Chauhan made the biggest marketing mistake in the corporate
Indian history when he sold Limca, Thums up and Maaza brands to Coca-Cola. That
too at a very low price. Well that how life pans out.
Even when Maaza and Frooti were with the Parle group the positioning was
very clear. Frooti was seen as a children drink with its funky tetra pack.
Maaza was more an adult drink for drinkers in the 20 plus category.
Frooti has come a long way. It did the very innovative Digen Verma campaign.
It experimented with the ultra-small tetra pack of 65 ml costing Rs 2.50/-. But lately Frooti realized that it needs to
move away from its predominantly tetra pack, child targeted positioning.
So in comes the funky new bottle of Frooti. To get the eyes balls and for increased visibility Frooti brought in the darling of the masses – Shah Rukh Khan. So far so good. But the latest advertisement campaign "the magic of Frooti" of Frooti leaves the viewers bemused and confused.
The advertisement opens with Shah Rukh Khan hungrily gulping down a Frooti.
He is watched by many footballers including some very young children. The young
children are salivating but Shah Rukh Khan keeps on gulping down the Frooti. He
drains the bottle and the crowds of footballers come out of their stupor. They break
out into huge grins (what for?). The final shot of the advertisement is that of
the football toppling a full Frooti bottle.
This is a classic case of a creative running wild. There is no story line. No emotional connect or a nice jingle to remember and hum. Shah Rukh is totally wasted and Frooti is alienating its core customers – the young children. If the ideas was to attract new customers (making Maaza drinkers to shift to Frooti) the ideas is still born. Maaza drinkers are not given solid enough reasons to shift from Maaza to Frooti. Frooti Definitely need to rethink its creative strategy.
Sir, I think Parle is trying to compete directly with Slice rather than Maaza. As, Slice is shown to be a highly tempting Mango drink and being endorsed by Katrina, Parle is trying to create a similar appeal with the new ad. And even I think the jingle used is quite attractive and attention seeking...
ReplyDeleteWhats your opinion on my thought about the ad.

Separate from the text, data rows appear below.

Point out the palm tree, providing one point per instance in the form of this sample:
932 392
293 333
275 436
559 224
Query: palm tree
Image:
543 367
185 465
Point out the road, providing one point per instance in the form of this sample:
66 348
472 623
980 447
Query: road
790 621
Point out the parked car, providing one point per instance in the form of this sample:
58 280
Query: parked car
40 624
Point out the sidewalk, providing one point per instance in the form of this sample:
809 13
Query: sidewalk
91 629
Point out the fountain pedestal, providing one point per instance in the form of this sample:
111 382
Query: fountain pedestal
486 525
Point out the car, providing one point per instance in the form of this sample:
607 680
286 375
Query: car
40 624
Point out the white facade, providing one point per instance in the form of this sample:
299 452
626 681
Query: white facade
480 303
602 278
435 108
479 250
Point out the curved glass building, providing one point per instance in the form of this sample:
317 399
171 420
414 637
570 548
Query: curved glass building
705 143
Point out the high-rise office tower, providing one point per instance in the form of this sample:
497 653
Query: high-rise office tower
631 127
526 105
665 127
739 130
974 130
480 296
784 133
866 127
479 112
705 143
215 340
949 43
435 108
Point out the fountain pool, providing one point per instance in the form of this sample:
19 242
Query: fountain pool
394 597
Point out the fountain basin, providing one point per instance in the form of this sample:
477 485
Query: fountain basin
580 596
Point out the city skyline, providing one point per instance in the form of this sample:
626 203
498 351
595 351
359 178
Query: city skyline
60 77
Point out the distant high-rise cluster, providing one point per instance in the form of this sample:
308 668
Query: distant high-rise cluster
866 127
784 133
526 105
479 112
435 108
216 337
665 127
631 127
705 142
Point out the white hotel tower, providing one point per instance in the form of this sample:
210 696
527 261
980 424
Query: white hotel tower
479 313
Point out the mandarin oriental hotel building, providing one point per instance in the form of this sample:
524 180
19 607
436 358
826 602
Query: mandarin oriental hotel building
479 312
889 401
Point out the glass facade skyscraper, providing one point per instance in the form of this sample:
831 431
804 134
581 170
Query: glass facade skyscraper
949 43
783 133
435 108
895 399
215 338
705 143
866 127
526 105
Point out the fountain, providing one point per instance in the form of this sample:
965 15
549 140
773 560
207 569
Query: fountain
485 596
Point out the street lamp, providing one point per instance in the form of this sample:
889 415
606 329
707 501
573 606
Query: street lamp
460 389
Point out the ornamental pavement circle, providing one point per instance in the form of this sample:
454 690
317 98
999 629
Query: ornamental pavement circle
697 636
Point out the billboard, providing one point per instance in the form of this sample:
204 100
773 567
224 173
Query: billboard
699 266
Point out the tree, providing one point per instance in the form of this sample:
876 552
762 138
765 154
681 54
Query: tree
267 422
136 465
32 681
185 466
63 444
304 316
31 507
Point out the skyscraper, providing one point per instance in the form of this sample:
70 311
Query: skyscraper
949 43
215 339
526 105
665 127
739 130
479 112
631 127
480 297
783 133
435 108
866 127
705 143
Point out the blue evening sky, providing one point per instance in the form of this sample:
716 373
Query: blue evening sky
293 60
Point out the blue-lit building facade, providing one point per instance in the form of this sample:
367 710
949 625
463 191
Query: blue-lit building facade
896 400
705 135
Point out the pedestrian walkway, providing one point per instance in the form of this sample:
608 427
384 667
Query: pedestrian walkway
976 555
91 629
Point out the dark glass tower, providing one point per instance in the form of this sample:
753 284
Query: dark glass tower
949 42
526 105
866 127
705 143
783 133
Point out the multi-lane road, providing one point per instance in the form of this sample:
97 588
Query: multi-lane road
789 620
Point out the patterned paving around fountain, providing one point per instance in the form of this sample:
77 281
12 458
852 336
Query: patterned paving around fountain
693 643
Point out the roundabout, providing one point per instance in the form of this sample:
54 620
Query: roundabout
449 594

Good one Rajesh, Jingle too is good. As long as it works everything is fine. All in fair in war and in corporate world.
ReplyDeleteI am sorry Dr but I go with your first post. I have watched the ad dozensof time and it always leaves me bewildered. What make the childrn happy all of a sudden ? A waste of Sharukh .

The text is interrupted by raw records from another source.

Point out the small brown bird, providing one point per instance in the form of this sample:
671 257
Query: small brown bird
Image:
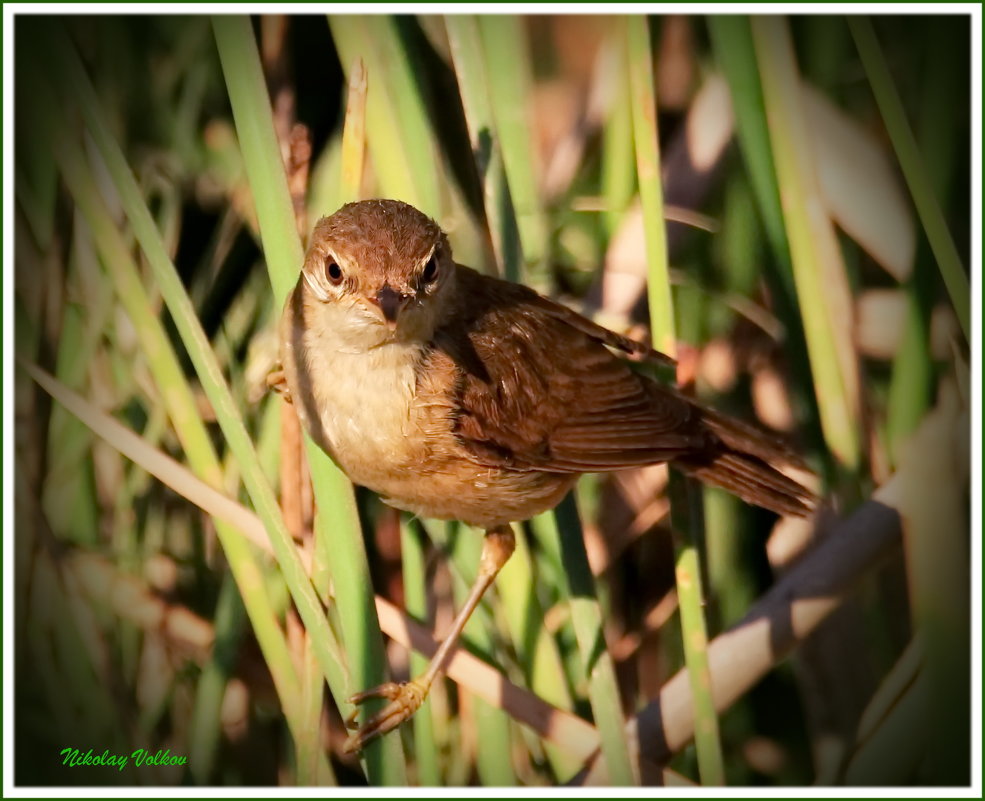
455 395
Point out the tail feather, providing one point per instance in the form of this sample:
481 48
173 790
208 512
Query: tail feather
739 460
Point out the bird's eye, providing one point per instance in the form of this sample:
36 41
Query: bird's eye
430 270
334 273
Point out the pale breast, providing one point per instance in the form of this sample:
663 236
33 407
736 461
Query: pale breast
366 410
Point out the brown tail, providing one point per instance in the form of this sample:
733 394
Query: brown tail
739 461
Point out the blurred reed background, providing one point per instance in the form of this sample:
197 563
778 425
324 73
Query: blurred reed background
811 276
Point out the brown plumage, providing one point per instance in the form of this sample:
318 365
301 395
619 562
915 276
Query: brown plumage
459 396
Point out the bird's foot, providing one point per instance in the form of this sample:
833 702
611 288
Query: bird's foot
277 381
405 699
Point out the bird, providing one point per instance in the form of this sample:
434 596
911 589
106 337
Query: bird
457 395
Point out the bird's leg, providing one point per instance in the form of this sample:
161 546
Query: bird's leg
406 697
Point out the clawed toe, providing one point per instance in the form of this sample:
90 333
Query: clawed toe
277 382
405 699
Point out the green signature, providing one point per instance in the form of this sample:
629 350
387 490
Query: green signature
75 758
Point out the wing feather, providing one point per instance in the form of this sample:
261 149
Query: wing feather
518 405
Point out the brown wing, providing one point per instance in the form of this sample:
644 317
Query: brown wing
536 388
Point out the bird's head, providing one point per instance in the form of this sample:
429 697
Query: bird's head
378 271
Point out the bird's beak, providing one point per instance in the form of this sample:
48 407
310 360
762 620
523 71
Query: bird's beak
391 303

ReplyDeleteSure Umesh, That is why I wrote the blog item in the first place. A total waste of the entire advertisement. There is no big idea and nothing to make it memorable except the jingle.
ReplyDeleteNow I understand there were 2 versions of the ad. Frooti expects you to have seen the longer version ( which Is never shown now - apparently was aired earlier ) which tells the story in a clearer fashion. Unfortunately what is shown in the IPL matches is the confusing cut version which is thoroughly badly done .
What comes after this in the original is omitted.